By hook or by crook my rear end finally made it into the Board Room, right at the head of the table, with the best chair, one that resembled a throne. It had a high back, arms, and two spiky things on its back that resembled steeples. I had made it. But I also noticed those who sat at my feet. They all had the same look in their eyes, a look of envy, a look that told me they wanted my chair for their rear ends. I couldn’t let them have it, of course, so I did all in my power to hang onto what I’d worked for. There were others who began to look good on paper, those who were copying the things I did, and there were those who caught on to what I’d done to get where I got to. One of them, an accountant, had the balls to suggest I’d been sly or crooked. I hadn’t, of course. I was just trying to get a bigger chair, that’s all. So I had him snuffed out in the freight elevator one day. Then others came forward, those with lesser chairs than me, and accused me of something called premeditation. I have discovered that jealousy and envy play a big part in our lives and motivate people to sabotage those in bigger chairs. Alas, after the trial, my new chair was not a chair at all, but the edge of a bunk in a Correctional Facility.

There was one more chair to go, though.

The chaplain in this facility explained to me how my last chair would work. I would be taken to it, strapped in it, a thing put over my head, and then get a thunderbolt of electricity, and I would die after getting my last meal. I nodded at all of this, not really caring how big it was or how comfy. My focus is on what the chair actually did. It killed you. As he went over the details, my butt started to sweat. All those chairs! We talked about regrets. I had lots of them, starting with my high chair. Why didn’t I have a better high chair? Or maybe a worse one? If something had been different, I wouldn’t have wound up like this. It started with my mother, shoveling all that food down my throat.
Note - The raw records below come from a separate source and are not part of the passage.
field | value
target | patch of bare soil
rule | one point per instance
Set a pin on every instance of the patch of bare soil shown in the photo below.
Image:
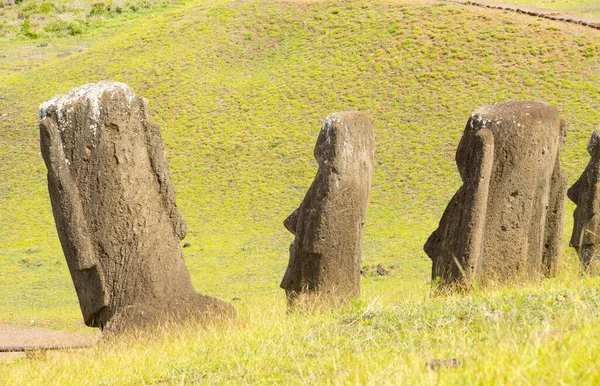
(537, 12)
(17, 336)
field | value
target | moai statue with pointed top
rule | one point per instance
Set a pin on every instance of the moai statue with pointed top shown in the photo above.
(114, 207)
(585, 193)
(505, 222)
(328, 225)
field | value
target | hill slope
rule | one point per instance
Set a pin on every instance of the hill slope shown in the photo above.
(240, 89)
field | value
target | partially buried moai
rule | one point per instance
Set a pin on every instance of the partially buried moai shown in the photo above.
(114, 207)
(328, 226)
(585, 193)
(505, 222)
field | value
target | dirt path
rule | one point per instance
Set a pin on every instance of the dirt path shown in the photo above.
(29, 336)
(538, 12)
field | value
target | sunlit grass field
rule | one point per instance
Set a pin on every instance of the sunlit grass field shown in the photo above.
(239, 90)
(577, 7)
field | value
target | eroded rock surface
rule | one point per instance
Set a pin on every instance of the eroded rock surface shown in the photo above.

What was going through her mind?  The hour got late, and the chaplain said he was going. One last question, though. What did I want for my last meal?

Ha! I’ll bet you think I’ll say porridge. That would be so neat and clean, wrapping up my life in a little package with a bow on it. Like life gets all summed up so that there is meaning to it. Ah! How smart, how clever, how symmetrical! But things were all going to end tomorrow without a neat tidy ending. They would stop with an apostrophe, a question mark, an asterisk, something like irony. Now, at the tail-end of a regretful life, I thought hard about all I wanted and had gotten and decided what would be the most logical choice.
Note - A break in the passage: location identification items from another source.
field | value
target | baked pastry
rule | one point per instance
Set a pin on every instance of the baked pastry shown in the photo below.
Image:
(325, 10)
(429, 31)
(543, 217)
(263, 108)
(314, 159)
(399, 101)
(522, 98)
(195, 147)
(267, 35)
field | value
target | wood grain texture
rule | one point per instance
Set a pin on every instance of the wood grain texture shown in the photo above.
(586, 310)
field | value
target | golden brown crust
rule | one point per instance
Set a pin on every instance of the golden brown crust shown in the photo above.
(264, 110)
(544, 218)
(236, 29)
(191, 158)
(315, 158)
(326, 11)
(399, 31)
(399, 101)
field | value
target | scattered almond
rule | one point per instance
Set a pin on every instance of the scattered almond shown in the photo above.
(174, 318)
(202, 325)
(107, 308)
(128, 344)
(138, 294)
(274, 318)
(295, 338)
“So what’s it going to be, my son – steak?”

“No.”

“Lobster?”

“No.”

“Osso Bucco?” 

“No.”

“What, then, my son?” the chaplain spoke, looking sad.

I patted the metal surface of the bunk I sat on and smiled back with my own sad eyes.

“I’ll have the rump roast.”



Paul Smith is a civil engineer who has worked in the construction racket for many years. He has travelled all over the place and met lots of people from all walks of life. Some have enriched his life. Others made him wish he or they were all dead. He likes writing poetry and fiction. He also likes Newcastle Brown Ale. If you see him, buy him one.